Skiren
De Skiren waren een Oost-Germaanse stam, die oorspronkelijk leefde in het noorden van het tegenwoordige Polen. Met de Bastarnen trokken grote delen van de Skiren naar het zuiden. Omstreeks 230 v. Chr. verschenen beide volken bij de Zwarte Zee. De Skiren leefden later ten oosten van de Bastarnen.
[bewerk] De Grote volksverhuizing
In de 4e eeuw hadden de Skiren een woongebied in de Karpaten. Zij werden door de Hunnen in 376 verslagen. Een deel van de Skiren werd aan de Hunnen onderworpen, andere delen sloegen op de vlucht en trokken met de Ostrogoten en Visigoten naar het westen.
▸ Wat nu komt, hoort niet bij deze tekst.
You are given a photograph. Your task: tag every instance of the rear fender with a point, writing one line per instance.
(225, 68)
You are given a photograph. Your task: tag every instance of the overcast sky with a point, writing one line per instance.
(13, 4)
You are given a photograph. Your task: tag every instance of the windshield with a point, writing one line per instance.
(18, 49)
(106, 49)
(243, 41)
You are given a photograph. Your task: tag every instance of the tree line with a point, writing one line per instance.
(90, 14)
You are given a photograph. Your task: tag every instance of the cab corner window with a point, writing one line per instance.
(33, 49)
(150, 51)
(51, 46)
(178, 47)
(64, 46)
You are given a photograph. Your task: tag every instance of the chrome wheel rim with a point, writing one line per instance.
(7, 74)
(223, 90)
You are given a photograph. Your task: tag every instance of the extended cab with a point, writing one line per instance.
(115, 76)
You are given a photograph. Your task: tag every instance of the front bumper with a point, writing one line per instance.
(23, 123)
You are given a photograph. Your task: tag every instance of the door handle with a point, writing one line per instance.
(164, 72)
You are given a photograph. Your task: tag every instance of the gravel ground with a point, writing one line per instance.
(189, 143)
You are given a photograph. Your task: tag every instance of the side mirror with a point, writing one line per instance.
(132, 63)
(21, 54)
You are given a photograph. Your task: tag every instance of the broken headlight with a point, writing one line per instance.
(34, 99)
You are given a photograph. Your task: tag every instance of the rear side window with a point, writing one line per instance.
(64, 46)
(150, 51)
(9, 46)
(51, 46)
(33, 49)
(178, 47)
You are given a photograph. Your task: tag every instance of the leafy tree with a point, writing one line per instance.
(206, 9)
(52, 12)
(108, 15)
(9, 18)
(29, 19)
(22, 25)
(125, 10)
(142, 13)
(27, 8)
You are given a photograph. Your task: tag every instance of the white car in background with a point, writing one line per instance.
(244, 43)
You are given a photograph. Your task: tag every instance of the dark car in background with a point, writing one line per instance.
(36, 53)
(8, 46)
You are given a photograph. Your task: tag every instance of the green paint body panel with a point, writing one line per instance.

Na het uiteenvallen van het Hunnen Rijk werden de achter gebleven Skiren opgenomen in het Romeinse Rijk en kregen in Pannonië als fouderati een vestigingsgebied toegewezen. Spoedig ontstonden er conflicten met de Ostrogoten, waarmee zij in oorlog raakten. De Skiren vormden samen met de Herulen en Gepiden een verbond en vochten in 469 tegen de Ostrogoten in de slag aan de Bolia. Na 469 is er in Pannonië geen vestigingsgebied van de Skiren meer aanwijsbaar. De Skiren trokken met de Herulen naar Italië en traden daar als huurlingen in Romeinse dienst. In het Romeinse leger dat in 476 de laatste Romeinse keizer afzette en de Germaan Odoaker tot koning van Italië uitriep, bevonden zich grote groepen Skiren. De Skiren gingen op in de Goten en andere Germaanse volken.
[bewerk] Overig
De Skiren in het noorden bestonden nog als heidense volksstam in 13e eeuw.